New Scientist Enigma 581 – Trail Blazing Cards
by Keith Austin
From Issue #1734, 15th September 1990
We spent the day camped at the entrance to Apache Pass waiting for the cover of darkness. I passed the time playing cards with a grizzly old prospector, using a pack given him by Billy the Kid.
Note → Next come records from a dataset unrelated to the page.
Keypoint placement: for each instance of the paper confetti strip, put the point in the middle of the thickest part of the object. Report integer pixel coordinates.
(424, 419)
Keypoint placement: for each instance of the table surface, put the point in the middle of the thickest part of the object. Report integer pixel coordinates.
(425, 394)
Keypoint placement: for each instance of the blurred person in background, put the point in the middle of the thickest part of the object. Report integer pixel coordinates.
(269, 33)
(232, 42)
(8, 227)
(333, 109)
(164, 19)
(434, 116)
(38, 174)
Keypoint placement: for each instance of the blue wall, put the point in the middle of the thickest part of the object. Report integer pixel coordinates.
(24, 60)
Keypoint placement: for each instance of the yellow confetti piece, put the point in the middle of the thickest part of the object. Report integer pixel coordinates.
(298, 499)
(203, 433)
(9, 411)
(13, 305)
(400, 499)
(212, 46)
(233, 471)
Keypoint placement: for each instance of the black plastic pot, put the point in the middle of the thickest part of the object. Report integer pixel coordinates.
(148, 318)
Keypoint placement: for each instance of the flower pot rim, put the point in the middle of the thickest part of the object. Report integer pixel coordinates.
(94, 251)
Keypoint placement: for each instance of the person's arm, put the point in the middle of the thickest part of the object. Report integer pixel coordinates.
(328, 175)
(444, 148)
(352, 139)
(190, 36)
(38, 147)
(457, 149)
He took the spades from ace to ten and laid them in a row so:
6 2 9 7 3 10 8 1 4 5
where 1 is the ace.
“That’s the order Wyatt Earp dealt me just before the gunfight at the OK Corral. You can exchange any to cards provided the numbers on them are consecutive but the cards are not next to each other. For example, you can exchange the 7 and the 8, or the 2 and the 3, but not the 4 and the 5”.
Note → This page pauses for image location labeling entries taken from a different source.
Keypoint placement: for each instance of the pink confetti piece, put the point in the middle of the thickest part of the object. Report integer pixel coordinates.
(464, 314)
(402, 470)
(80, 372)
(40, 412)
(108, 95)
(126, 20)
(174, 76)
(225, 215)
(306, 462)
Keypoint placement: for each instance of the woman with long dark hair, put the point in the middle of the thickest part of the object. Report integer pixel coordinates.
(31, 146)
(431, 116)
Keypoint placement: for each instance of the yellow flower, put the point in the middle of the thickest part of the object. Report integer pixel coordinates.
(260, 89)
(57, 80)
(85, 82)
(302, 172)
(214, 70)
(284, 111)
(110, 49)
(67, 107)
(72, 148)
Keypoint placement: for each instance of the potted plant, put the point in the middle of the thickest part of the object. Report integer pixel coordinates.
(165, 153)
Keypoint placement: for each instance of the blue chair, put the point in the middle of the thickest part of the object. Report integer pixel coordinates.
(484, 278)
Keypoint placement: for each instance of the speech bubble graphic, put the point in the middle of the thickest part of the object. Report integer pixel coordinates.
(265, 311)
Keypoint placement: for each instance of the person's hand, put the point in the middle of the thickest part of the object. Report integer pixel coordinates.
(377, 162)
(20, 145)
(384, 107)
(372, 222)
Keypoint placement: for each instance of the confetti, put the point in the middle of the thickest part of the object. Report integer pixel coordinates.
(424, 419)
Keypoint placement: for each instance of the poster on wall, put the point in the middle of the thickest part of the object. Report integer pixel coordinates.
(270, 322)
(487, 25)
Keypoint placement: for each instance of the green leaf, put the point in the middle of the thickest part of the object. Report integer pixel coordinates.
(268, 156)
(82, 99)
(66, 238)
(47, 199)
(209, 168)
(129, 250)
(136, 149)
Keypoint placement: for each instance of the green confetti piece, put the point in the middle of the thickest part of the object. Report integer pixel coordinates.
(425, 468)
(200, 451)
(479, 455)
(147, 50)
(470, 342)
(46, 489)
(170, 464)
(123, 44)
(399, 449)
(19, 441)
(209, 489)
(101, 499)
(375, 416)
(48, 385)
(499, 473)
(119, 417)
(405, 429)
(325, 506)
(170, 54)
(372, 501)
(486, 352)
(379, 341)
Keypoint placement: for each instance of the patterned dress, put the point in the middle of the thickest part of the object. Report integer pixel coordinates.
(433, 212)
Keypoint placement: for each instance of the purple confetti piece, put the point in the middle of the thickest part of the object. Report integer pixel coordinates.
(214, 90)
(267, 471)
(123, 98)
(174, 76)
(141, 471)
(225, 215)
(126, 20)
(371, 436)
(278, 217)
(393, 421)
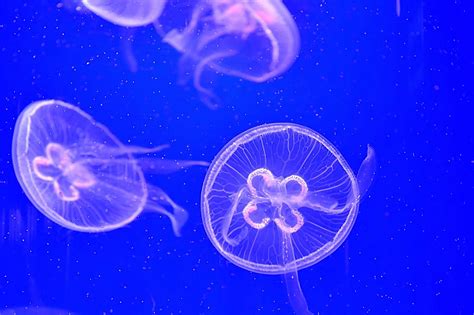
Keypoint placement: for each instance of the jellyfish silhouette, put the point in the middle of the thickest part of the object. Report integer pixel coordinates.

“So I can exchange the 7 and 8 and get:
6 2 9 8 3 10 7 1 4 5
and then exchange the 3 and 4 and get:
6 2 9 8 4 10 7 1 3 5
and then exchange the 4 and 5 and get:
6 2 9 8 5 10 7 1 3 4
and so on?” I asked.
“You’ve got it. Now look at this old treasure map I got from Geronimo. It has 6 rows of numbers on it:
A: 7 2 10 9 4 5 3 1 8 6
B: 5 9 2 4 8 1 3 10 7 6
C: 7 4 5 2 1 10 8 3 6 9
D: 4 5 7 8 1 3 2 10 6 9
E: 10 3 4 2 1 9 6 5 7 8
F: 6 10 8 5 3 1 2 4 7 9
“Geronimo said the to discover the treasure it was necessary to find which of these six rows can be obtained from Wyatt’s row by the allowed
operations.”
Find all those of the six rows which can be obtained from Wyatt’s row.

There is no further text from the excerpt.